What kind of scene would you imagine while mentioning stock exchange or floor trading? A crowd of people standing on the trading floor, holding a phone, staring at different giant monitors, and shouting at each other? Before visiting Tokyo Stock Exchange (TSE), I expected to witness a highly intense environment as I mentioned above that we usually see in the movies.

Hand-on experience of Tokyo Stock Exchange

Surprisingly, it was not the case. There were only a few people working in the center of the trading floor and the environment in TSE was incredibly quiet, just as if we walked into an art museum. So, does that mean we were fooled by the Wall Street movies?

Although the reality was quite disappointing, the answer is . . . “No.” We were not fooled and the movies did not lie, in fact, it was just that the image we had on the stock exchange was outdated. In this digital era, every trading is done through the computer. Therefore, people do not have to shout at each other and squeeze in the trading floor anymore. (It is a shame that we would never have a chance to witness such exciting situation by our own anymore).

No floor brokers, anymore. . .

Other than that, what else has changed or fade away together with the crowded trading floor? The unique sign languages that used to exist in the stock exchange business.
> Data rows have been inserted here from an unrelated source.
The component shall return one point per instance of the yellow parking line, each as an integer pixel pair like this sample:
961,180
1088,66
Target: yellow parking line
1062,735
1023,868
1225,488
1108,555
Have you ever wonder how the traders communicate with each other in the chaotic environment without messing up the deal? They had used the sign language. According to Professor Akashi Hongo of Temple University, Japan, people used to have different sign languages for each listed company of the stock market, as well as instructions such as “sell,” “buy,” “hundred,” and “thousands.” In addition to the sign language, there were certain physical requirements to be hired as a floor broker; being tall and having a loud voice. That was to ensure that they would not be drowned in the crowd.

However, all those sign languages lost their value and replaced by the advanced technologies nowadays. At the same time, people like me who is an average height with normal voice volume have less barrier in developing a career as a stockbroker.

Wrap-up session by Prof. Hongo

Although the visit to Tokyo Stock Exchange was short and brief, we not only learned some basic knowledge about the stock exchange and its history, we also obtained an idea about how the industry has changed over time.